USA - 2009
For distinguished service to the ACM and her impact on computing education.
USA - 2001
For outstanding contributions to Computer Science education through her strong leadership, influential research in pedagogy, and many widely used textbooks.
Professor Dale is a leader in the movement to promote empirical research in Computer Science education. Her careful experimental studies have been extremely influential, and her training of graduate students has extended her impact.
Professor Dale is known to students and educators around the world for her many successful textbooks. Her first textbook, "Pascal and Structured Design" broke new ground. Programming textbooks had, until then, focused on language syntax. Professor Dale moved the attention away from syntax to problem solving and software engineering principles, using them to motivate language constructs. Revolutionary at the time, this is now the standard model for computer science textbooks. With this and numerous subsequent successful textbooks, Professor Dale has reached many thousands of students, at both the undergraduate and high school level.
Professor Dale has also made a direct contribution to the training of Computer Science educators by organizing and leading conferences throughout the world for the preparation and development of high school and post-secondary educators.

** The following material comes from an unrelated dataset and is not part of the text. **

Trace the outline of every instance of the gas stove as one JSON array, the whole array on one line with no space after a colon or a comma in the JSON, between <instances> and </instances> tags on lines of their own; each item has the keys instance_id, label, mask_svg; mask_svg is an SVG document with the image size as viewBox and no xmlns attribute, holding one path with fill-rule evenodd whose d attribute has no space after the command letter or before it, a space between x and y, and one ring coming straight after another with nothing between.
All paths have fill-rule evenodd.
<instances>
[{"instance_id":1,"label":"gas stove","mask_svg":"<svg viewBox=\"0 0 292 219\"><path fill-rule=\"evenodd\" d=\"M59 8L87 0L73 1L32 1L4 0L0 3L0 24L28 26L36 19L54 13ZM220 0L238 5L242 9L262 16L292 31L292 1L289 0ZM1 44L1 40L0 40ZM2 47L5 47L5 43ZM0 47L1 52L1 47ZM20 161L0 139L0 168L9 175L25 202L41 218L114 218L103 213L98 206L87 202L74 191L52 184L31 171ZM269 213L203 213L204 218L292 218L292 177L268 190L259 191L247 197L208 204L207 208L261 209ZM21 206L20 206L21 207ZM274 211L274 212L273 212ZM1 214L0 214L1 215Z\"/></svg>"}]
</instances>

Professor Dale is renowned by her students and colleagues as a wonderful mentor and role model. Her Women in Science program has improved the lives of many women by retraining them for successful careers in Computer Science. These women received outstanding instruction, guidance and support from Professor Dale, and have themselves recruited many other women into the discipline.
Professor Dale has had a "large and direct influence on students and educators at all levels. She is a vital force in the Computer Science education community."